If you have BTC on-chain you can be certain it is in your custody. Whereas in a bank, the custodian can default and lose what you thought you had.
Fractional lending will certainly continue to exist, but blow-ups can be more localized instead of systemic. Lending will become opt-in.
And even lending isn't really that big of an issue. The primary problem is that people think they can take their deposit out while it's being lent. And that's just not the case. if all lending occured through CDs where you could not get your money out that would be alright
And even lending isn't really that big of an issue. The primary problem is that people think they can take their deposit out while it's being lent. And that's just not the case. if all lending occured through CDs where you could not get your money out that would be alright
The issue with fiat money is the money itself is debt.
Debt exists in time.
So yes you’re correct you borrow against time, but the bond yield curve is really a measurement of how much money exists now vs the future. When the liabilities are now, and the assets are in the future, it’s a bust.
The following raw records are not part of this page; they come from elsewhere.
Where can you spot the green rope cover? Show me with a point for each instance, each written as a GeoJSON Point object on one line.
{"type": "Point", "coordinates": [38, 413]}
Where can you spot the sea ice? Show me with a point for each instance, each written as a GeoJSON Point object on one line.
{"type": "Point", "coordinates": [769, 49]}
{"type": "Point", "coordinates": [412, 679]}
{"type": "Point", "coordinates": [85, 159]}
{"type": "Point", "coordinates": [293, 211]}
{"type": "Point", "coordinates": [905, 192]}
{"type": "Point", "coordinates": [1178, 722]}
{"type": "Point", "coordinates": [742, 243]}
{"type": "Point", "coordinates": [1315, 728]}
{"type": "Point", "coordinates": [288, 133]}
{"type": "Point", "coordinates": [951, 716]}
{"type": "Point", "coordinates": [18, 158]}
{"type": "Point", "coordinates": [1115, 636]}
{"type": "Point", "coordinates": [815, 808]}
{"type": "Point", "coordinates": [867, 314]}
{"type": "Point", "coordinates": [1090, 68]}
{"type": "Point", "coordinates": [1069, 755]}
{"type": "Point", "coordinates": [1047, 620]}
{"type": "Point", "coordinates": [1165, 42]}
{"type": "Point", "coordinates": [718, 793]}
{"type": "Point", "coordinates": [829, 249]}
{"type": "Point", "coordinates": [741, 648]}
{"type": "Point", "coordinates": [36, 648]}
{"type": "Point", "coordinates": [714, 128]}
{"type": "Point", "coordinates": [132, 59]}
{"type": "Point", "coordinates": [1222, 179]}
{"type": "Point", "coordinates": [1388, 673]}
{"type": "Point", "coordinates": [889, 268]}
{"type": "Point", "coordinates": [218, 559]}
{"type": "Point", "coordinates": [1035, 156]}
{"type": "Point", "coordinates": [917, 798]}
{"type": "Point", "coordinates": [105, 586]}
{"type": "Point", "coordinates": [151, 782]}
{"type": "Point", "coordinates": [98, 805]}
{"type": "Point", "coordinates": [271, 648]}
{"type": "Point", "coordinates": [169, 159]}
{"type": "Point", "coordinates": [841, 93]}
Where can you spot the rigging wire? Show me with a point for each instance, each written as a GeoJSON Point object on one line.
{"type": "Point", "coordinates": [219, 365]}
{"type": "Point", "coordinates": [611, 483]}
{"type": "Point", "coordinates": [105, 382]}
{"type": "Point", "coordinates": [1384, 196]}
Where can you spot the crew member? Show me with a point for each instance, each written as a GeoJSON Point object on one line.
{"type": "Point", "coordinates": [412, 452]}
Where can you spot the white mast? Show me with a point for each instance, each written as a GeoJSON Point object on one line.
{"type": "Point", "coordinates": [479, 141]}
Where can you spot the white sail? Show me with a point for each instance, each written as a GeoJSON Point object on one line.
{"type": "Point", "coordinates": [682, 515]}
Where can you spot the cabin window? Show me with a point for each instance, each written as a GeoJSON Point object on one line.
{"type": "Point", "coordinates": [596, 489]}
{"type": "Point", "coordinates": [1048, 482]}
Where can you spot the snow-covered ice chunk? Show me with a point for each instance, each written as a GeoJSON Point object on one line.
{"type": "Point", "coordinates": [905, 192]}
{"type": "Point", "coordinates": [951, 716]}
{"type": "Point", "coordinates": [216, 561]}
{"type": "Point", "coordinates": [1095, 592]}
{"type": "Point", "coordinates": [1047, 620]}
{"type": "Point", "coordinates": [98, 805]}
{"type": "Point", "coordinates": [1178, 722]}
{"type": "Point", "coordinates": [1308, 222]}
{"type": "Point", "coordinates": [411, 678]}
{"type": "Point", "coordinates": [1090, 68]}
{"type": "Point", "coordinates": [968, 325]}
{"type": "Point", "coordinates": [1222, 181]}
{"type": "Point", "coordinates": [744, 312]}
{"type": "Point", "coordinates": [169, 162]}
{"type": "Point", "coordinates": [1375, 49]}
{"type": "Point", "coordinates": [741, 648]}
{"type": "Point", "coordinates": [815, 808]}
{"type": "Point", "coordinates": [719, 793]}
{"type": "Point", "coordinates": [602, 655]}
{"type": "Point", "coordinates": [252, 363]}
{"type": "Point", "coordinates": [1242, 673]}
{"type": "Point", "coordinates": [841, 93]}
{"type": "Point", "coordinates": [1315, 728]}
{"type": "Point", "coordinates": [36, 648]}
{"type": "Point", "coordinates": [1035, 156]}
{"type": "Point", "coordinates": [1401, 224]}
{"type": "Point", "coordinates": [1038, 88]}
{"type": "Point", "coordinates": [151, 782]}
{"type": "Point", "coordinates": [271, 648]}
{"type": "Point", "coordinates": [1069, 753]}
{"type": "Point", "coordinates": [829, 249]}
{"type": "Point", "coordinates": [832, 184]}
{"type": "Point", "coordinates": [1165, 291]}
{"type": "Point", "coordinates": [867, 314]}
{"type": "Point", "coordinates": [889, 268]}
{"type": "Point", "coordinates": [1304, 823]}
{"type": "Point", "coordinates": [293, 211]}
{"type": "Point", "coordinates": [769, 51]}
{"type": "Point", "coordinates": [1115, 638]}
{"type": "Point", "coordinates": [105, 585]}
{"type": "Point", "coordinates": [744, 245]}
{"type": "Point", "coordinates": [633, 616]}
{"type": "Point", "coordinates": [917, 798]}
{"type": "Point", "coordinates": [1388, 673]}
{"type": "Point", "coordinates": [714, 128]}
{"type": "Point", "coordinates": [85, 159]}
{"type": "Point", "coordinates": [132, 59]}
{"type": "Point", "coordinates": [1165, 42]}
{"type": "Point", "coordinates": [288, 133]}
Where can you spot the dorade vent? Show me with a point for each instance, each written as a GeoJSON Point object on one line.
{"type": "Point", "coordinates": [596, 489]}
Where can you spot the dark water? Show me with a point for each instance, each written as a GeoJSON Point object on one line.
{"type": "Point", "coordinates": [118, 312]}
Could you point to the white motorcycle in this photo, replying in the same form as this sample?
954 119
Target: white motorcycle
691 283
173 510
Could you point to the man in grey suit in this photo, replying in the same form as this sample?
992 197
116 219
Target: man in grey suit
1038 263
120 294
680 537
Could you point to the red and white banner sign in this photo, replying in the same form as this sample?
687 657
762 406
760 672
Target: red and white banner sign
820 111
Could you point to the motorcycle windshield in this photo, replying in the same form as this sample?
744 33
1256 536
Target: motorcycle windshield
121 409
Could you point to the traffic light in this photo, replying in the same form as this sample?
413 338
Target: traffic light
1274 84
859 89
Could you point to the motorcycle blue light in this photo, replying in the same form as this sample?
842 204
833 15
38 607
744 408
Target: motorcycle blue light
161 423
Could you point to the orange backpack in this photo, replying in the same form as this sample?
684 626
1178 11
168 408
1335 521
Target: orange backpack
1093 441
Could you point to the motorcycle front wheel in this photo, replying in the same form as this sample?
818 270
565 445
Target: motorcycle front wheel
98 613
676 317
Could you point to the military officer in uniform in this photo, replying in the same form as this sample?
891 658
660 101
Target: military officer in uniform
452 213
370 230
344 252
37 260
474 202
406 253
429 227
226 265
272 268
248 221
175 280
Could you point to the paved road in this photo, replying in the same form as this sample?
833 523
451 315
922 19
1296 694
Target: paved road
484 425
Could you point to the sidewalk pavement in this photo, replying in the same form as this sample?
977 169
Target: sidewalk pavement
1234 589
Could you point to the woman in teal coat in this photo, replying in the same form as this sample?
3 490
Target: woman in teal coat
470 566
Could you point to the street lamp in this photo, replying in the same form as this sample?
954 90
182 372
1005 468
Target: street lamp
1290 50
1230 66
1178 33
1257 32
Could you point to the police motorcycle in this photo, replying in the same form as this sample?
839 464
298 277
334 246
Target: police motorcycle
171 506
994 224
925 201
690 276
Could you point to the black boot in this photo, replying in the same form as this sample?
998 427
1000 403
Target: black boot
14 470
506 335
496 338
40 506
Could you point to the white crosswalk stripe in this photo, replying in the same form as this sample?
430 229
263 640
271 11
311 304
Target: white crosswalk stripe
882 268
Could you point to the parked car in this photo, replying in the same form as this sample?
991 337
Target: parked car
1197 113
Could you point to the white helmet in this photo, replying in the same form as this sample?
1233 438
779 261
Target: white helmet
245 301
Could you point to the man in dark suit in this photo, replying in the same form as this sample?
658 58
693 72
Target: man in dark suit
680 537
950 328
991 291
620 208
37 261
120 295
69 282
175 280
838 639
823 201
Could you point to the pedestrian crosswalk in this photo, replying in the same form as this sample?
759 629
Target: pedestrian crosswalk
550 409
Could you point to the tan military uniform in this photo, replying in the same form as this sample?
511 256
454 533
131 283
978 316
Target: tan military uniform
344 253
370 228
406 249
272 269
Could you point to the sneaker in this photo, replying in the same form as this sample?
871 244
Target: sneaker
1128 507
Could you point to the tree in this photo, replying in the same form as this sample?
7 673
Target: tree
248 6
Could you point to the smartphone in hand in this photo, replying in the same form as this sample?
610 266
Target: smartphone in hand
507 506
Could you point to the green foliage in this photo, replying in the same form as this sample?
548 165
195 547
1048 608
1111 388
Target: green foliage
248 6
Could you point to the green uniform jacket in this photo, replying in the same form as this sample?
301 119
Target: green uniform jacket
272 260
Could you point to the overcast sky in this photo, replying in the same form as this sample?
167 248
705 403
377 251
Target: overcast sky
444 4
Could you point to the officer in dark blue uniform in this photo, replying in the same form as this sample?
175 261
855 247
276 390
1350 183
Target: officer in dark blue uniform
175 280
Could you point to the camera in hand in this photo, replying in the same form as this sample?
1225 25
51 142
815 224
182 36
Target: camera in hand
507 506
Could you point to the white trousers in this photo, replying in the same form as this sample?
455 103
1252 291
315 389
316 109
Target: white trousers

It’s not “impossible to avoid”, the answer is the money supply has to be an asset... and not debt
Well boom busts are impossible to avoid, because you can't stop people from lending to each other. But Keynesians think that by creating money during the bust they can smooth it out, which works but it causes even worse problems that accumulate as we can all see.
Fractional reserve lending exacerbates it a lot, because *everyone's* money is being lent out, whereas without it it would just be people that want to lend creating the cycle, you have to have capital earmarked for lending normally but when everyone's money is controlled by a bank that lends it out now you have all liquid capital contributing to the problem.
Different industries could experience drawdowns, but under a supply based economy (real money), there is no logical reason for unrelated industries to be connected. Capital flees one industry to go to another.
While as under fractional reserve banking, the money created leads to malinvestment, where they think there will be all of this return, but in fact, it’s due to the artificial credit boom.
Under the system Austrian economics proposes, people are not stopped from lending to each other. The primary difference being that those who are lending, know their funds are tied up and can not access them for a given period of time. This prevents them from thinking they can use these assets to pay down debt.
The yield curve inverts during a credit crunch, as more money is needed in the present than exists.
The assets are in the future, but the liabilities are due now.